Post-op Care Reporting Requires Attention to Detail
Q: A Medicare patient visits his primary care physician for dressing changes two weeks after a major surgery, which a surgeon performed. How would you code the PCP’s services?
A: It depends.
If the physician has a transfer of care agreement with the surgeon, you would append modifier 55 Post-operative management only to the surgical code. Modifier 55 explains that a transfer of care occurred during the global period of a surgical procedure. If an official transfer does not exist, occasional post-op services performed by a physician (other than the surgeon) are reported using the appropriate evaluation and management code, without modifier 55.
All necessary services normally furnished by a surgeon before, during, and after a procedure within the global period are included in the global surgical package. When post-op care is transferred from the surgeon to another physician, payment for the global surgical package is split amongst the surgeon and physician. The Medicare payment is limited to the same total amount as would have been paid if one physician provided all of the care.

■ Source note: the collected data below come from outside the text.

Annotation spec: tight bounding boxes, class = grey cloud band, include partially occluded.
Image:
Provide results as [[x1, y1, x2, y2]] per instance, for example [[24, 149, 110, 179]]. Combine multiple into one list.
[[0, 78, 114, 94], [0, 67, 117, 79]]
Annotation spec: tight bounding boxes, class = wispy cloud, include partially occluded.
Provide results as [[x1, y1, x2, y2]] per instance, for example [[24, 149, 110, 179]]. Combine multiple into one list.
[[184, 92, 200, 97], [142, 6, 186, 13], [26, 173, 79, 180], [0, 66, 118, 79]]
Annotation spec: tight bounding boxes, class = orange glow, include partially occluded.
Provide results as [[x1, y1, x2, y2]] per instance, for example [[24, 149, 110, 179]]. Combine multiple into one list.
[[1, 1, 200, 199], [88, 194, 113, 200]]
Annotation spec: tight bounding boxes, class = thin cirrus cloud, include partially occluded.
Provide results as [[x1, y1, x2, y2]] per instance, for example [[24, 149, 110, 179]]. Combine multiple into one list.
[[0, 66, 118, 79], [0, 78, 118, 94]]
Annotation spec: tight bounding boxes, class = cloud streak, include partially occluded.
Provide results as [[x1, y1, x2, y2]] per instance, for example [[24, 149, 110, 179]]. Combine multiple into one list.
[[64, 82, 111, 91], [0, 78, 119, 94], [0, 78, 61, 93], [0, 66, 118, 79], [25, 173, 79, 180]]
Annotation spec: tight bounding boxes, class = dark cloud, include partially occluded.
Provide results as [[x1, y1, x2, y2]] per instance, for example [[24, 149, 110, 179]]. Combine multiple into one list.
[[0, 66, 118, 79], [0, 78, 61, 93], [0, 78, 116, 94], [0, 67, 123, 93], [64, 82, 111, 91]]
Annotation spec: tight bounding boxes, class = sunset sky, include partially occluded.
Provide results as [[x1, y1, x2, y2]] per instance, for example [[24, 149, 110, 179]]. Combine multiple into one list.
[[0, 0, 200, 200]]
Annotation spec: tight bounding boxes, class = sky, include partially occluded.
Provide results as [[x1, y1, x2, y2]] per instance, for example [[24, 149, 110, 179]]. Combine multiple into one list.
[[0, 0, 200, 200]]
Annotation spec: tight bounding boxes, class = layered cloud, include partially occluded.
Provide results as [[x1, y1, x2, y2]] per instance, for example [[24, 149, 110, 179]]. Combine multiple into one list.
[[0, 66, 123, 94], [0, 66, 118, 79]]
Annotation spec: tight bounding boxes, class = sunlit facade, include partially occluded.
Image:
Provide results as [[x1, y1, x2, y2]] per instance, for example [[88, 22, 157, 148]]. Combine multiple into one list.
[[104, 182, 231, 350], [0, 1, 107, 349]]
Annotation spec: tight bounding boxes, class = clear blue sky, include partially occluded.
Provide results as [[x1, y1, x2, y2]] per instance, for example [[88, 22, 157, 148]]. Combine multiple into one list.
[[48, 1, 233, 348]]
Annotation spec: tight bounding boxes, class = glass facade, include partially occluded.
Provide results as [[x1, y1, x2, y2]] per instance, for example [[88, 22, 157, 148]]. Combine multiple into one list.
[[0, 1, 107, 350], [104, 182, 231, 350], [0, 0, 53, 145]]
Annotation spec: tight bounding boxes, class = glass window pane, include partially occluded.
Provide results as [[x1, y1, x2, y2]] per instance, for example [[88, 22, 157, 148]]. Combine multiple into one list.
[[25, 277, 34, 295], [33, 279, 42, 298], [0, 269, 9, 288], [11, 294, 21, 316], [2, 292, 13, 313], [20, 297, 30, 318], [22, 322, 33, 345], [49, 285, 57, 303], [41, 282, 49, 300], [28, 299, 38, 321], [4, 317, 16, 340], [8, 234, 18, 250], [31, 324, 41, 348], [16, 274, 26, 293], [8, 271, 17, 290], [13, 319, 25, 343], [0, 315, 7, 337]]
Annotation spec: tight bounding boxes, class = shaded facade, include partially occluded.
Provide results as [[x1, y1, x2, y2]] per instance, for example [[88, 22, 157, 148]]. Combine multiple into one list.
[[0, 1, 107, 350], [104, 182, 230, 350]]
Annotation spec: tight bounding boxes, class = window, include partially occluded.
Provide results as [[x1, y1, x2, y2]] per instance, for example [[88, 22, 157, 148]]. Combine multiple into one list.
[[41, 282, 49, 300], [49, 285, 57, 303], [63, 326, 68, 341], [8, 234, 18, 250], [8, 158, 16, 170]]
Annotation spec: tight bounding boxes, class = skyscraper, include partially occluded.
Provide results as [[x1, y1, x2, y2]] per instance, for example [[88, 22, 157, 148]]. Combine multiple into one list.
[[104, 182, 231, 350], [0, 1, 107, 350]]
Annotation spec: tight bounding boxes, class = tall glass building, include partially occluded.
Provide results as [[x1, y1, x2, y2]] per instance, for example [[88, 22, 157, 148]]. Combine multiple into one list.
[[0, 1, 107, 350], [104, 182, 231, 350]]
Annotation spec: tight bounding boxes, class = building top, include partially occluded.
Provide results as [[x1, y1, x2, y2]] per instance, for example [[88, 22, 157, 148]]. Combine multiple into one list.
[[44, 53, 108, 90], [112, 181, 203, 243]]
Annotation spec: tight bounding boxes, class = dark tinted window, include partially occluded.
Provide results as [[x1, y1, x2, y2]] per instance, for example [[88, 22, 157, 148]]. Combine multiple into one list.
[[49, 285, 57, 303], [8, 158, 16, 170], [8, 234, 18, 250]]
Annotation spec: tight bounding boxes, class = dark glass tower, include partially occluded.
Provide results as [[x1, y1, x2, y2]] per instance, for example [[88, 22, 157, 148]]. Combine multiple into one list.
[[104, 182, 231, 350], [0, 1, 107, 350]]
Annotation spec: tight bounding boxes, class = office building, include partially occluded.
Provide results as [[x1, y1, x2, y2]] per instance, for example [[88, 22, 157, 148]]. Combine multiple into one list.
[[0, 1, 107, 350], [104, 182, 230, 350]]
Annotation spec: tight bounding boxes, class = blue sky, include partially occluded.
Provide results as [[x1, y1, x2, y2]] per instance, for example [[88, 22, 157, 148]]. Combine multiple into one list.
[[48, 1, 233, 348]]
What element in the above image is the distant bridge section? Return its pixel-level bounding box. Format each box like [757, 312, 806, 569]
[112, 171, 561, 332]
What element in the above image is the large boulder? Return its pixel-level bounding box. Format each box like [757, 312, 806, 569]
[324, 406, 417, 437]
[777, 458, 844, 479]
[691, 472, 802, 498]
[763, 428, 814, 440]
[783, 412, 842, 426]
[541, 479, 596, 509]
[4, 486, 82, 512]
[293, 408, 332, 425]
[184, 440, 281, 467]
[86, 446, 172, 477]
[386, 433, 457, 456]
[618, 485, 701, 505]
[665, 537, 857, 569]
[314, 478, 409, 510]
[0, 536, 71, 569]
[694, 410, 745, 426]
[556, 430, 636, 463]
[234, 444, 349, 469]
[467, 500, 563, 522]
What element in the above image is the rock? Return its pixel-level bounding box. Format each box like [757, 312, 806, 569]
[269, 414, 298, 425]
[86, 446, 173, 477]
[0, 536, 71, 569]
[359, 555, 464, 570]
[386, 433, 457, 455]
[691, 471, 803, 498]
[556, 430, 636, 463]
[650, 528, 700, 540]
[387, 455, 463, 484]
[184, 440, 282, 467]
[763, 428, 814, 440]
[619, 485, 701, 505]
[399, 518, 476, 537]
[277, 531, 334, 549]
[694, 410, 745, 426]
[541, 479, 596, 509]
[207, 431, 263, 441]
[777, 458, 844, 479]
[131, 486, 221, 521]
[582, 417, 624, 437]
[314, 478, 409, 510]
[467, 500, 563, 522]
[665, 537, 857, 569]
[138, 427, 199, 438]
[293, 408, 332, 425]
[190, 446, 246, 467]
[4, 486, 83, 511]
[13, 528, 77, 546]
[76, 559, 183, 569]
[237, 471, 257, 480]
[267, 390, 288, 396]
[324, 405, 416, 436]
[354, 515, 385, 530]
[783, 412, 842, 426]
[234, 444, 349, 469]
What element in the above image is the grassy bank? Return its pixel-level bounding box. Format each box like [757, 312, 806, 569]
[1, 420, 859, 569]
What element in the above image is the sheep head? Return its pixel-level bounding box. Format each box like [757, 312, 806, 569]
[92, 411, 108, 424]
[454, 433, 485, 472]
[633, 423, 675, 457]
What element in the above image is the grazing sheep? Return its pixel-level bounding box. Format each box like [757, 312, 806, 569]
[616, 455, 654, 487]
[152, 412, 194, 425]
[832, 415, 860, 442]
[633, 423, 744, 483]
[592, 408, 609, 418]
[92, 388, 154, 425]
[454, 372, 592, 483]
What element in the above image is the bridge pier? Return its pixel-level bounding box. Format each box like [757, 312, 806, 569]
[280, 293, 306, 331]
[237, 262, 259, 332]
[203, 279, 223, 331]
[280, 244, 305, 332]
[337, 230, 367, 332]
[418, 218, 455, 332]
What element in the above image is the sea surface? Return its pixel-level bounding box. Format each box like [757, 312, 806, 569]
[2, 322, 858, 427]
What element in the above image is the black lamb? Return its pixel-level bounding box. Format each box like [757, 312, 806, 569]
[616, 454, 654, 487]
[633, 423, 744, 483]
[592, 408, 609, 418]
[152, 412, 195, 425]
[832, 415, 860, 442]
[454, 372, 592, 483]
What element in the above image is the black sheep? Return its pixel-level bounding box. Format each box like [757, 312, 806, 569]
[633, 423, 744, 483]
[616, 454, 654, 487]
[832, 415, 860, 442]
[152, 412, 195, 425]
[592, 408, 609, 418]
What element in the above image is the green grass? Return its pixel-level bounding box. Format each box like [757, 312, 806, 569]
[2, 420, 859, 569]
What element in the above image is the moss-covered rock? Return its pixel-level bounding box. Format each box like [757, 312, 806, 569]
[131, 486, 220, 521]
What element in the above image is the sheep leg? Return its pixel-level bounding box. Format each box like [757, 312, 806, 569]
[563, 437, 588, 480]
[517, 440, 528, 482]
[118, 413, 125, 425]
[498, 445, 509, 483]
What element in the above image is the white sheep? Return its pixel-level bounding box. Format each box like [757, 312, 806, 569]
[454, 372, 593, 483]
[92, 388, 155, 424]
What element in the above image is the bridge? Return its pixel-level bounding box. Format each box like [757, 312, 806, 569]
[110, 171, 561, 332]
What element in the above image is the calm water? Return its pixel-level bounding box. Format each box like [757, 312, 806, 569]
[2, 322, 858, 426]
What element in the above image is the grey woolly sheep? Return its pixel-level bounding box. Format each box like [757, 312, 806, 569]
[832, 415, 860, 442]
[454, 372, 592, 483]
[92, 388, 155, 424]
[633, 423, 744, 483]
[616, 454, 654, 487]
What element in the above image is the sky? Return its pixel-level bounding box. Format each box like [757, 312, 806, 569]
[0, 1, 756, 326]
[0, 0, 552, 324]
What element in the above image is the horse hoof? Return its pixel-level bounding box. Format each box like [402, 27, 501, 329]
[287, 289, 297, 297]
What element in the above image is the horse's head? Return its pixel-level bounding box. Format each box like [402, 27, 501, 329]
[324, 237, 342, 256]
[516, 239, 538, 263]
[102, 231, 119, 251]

There are three types of global surgical packages:
- Zero-day Post-operative Period – 000
- 10-day Post-operative Period – 010
- 90-day Post-operative Period – 090
The Medicare Physician Fee Schedule (MPFS) lookup tool provides information on each procedure code, including the global surgery indicator (e.g., 000, 010, 090).
In filing a claim to the Medicare administrative contractor, be sure to:
- Report the date of surgery as the date of service for subsequent care;
- Indicate the date that care was assumed and relinquished by the physician; and
- Keep a copy of the written transfer agreement in the patient’s medical record.